Military History is Not Dead Yet

Following up on David Stone’s “Glass Half-Full” piece of 30 August, I submit the following conclusion to a commentary that will appear in a special January 2008 issue of The Russian Review devoted to the Russo-Japanese War. My piece is one of three commentaries written in response to three articles on the conflict, two of which are in the realm of cultural history. The other is by a social historian. As you can see, I had the same thought as David when I read Robert Townsend’s piece in Perspectives last January. I would be interested to know if there are any military historians in our field who do feel beleaguered.

LET A HUNDRED FLOWERS BLOOM
None of the three essays directly addresses military history.

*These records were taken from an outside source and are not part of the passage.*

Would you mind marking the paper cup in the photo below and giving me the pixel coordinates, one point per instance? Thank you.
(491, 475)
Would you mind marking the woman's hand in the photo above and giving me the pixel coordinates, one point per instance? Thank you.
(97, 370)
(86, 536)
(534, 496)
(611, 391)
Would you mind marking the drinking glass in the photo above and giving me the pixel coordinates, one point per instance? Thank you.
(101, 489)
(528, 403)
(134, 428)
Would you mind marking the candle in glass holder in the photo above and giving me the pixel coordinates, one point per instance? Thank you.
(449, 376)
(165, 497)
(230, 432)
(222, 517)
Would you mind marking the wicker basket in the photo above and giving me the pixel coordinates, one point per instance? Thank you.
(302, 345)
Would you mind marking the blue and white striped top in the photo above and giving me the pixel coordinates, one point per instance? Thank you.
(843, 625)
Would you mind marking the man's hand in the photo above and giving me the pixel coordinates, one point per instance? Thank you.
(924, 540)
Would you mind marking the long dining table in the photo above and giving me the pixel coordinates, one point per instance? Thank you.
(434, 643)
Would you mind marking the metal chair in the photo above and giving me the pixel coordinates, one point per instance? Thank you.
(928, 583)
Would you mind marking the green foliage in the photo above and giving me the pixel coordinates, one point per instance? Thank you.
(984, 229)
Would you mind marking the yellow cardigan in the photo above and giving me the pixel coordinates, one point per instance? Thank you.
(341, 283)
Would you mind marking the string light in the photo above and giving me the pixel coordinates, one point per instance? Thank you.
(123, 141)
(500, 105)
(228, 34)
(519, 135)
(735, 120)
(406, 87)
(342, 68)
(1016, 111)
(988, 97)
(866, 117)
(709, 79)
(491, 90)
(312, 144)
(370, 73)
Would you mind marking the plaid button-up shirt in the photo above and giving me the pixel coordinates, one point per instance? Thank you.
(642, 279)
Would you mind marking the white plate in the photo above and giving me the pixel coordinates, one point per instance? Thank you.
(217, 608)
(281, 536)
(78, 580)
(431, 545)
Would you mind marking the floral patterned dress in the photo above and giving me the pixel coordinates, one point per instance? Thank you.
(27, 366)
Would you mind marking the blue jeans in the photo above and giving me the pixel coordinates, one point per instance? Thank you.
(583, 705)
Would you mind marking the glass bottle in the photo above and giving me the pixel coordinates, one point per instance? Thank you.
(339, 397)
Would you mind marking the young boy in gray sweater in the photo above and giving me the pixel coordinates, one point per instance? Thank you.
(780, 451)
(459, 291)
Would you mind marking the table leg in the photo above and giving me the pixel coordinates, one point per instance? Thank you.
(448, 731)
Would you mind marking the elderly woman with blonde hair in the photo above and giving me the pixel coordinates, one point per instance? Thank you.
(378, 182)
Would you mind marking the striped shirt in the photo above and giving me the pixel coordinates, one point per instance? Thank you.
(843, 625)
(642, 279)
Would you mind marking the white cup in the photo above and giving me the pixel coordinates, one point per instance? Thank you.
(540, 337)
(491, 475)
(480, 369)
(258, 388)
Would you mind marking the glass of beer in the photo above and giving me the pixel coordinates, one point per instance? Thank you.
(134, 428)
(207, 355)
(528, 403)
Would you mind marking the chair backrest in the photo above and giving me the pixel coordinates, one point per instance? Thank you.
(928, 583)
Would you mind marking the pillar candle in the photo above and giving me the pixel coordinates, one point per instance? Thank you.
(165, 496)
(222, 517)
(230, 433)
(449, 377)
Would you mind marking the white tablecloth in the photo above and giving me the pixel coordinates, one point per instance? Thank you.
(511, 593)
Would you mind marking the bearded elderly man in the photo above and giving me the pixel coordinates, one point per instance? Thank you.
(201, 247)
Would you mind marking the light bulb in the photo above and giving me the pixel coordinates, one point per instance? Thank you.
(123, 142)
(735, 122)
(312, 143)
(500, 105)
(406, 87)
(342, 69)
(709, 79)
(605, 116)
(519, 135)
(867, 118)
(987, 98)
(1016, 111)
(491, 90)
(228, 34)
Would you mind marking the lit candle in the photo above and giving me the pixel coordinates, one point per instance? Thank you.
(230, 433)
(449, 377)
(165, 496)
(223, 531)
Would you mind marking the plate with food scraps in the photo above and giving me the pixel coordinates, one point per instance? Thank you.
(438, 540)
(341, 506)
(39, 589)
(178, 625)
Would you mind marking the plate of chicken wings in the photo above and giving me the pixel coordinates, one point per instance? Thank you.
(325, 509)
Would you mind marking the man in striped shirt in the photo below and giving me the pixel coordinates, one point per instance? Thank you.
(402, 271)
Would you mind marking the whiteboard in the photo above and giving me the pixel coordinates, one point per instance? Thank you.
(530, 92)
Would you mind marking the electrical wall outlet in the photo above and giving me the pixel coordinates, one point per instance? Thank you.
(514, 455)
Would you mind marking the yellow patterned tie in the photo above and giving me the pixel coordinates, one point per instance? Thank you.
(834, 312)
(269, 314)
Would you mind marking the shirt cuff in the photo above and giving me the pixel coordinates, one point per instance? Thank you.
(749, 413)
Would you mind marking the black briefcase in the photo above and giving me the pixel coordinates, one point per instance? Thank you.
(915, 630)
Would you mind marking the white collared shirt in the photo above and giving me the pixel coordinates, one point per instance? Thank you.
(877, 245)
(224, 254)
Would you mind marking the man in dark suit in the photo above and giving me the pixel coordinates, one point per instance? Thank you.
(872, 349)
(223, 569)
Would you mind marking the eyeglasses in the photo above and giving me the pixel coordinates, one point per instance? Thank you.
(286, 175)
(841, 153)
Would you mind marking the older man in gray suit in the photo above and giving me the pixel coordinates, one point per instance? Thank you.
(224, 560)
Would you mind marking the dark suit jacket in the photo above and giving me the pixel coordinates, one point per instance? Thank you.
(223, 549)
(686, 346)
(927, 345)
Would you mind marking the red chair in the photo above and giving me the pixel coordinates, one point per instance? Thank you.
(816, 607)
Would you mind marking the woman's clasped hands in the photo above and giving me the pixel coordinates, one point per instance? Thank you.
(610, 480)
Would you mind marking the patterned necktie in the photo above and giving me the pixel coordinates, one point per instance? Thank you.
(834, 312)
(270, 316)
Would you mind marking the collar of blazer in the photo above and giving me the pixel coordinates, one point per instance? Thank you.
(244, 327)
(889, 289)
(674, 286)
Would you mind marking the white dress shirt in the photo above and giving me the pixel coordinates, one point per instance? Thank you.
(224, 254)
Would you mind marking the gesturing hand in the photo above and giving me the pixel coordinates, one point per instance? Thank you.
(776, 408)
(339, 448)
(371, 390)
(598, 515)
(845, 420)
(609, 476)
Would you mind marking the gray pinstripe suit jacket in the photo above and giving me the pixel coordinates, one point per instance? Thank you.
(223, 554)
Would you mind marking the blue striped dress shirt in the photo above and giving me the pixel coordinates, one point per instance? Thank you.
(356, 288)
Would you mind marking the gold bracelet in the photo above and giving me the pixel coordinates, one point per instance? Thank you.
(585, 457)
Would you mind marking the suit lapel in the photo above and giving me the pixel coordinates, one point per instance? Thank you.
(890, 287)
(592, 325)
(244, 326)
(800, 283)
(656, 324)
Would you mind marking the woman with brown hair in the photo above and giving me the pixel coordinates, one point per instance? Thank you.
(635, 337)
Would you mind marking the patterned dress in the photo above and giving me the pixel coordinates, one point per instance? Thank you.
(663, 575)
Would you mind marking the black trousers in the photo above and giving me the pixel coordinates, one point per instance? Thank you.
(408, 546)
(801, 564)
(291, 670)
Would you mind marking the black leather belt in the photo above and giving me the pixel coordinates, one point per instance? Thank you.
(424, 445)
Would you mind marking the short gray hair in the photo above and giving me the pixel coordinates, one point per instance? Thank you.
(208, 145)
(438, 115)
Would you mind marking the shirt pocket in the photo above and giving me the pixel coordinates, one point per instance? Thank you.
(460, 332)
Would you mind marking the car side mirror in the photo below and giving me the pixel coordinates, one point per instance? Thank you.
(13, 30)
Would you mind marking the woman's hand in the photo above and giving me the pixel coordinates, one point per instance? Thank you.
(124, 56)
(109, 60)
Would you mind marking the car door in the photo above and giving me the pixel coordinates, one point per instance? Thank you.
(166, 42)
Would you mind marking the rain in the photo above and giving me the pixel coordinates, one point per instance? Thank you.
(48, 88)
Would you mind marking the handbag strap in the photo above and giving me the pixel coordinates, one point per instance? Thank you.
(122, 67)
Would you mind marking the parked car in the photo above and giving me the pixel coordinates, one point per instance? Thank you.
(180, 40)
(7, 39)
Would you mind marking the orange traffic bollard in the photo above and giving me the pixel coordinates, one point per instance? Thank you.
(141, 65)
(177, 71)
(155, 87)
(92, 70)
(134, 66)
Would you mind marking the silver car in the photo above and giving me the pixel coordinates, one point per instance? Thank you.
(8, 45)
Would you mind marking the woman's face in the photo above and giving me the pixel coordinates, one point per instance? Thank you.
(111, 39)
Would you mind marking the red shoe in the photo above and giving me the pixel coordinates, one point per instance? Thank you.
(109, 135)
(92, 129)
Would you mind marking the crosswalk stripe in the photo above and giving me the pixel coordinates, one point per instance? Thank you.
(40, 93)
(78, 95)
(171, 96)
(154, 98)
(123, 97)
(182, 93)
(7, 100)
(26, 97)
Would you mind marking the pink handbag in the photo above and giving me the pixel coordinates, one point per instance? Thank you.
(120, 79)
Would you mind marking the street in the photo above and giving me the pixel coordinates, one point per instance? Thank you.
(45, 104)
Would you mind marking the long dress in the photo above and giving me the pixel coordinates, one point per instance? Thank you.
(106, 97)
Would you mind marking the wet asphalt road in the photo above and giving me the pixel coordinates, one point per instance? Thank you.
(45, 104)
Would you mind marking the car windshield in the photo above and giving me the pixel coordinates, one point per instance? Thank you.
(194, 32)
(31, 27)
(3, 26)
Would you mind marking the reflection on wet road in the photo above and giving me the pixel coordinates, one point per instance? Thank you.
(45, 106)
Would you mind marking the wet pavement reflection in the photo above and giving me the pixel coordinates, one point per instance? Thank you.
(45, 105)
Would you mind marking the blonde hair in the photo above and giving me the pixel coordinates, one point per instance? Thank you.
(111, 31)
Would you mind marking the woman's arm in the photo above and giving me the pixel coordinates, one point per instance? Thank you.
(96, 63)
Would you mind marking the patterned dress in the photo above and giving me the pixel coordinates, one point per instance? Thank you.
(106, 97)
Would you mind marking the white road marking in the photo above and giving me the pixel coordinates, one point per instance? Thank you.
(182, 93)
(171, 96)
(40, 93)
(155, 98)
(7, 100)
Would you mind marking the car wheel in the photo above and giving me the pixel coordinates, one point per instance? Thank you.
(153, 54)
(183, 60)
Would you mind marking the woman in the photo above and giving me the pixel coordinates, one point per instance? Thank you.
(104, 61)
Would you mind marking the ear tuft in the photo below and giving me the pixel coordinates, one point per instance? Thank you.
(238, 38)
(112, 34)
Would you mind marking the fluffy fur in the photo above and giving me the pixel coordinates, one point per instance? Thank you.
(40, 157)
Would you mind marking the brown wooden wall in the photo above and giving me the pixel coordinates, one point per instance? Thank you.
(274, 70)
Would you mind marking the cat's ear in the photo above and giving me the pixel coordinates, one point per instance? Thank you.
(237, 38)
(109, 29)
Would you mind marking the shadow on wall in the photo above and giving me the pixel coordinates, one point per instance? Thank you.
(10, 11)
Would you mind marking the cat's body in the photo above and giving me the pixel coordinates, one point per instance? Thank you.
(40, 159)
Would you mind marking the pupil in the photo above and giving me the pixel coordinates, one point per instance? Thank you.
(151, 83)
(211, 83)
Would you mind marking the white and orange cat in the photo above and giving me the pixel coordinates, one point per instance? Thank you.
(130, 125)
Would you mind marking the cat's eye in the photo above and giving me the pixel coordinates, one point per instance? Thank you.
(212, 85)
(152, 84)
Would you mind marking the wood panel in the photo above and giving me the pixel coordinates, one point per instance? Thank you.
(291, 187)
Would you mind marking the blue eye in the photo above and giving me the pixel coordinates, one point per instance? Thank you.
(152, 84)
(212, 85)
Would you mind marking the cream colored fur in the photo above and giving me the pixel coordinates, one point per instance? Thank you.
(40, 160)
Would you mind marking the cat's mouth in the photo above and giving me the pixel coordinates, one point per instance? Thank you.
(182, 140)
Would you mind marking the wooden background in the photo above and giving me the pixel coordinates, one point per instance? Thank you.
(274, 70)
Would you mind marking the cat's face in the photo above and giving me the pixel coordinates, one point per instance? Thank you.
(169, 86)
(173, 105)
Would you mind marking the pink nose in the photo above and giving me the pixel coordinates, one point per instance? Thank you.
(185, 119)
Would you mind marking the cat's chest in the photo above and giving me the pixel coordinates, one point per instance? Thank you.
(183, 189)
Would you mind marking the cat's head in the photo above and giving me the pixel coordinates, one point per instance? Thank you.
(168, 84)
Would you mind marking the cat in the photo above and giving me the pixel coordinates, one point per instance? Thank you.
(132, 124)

This fact might well confirm the worst fears of its practitioners, who periodically lament their field’s decline. In a recent editorial, the Classics scholar Victor David Hanson lamented “the loneliness of the military historian,” a sentiment shared by Frederick Kagan in his essay, “Why Military History Matters.” The discipline incontestably suffered in North America as a result of Vietnam War-era distaste for armed conflict. However, a recent American Historical Association study demonstrates that between 1975 and 2005 the number of history departments on U.S. campuses with at least one specialist in the field has risen from 29.9 percent to 36.2 percent. The study of war has also benefited from the growing awareness among scholars that social, cultural, intellectual, and other disciplinary approaches not commonly associated with the former both enrich the former and enhances its legitimacy. In this regard, the three essays should encourage the military historian in the knowledge that she or he is not so lonely after all.

-from David Schimmelpenninck van der Oye, “Rewriting the Russo-Japanese War: A Centenary Retrospective” The Russian Review 67 (Forthcoming in January 2008), 87.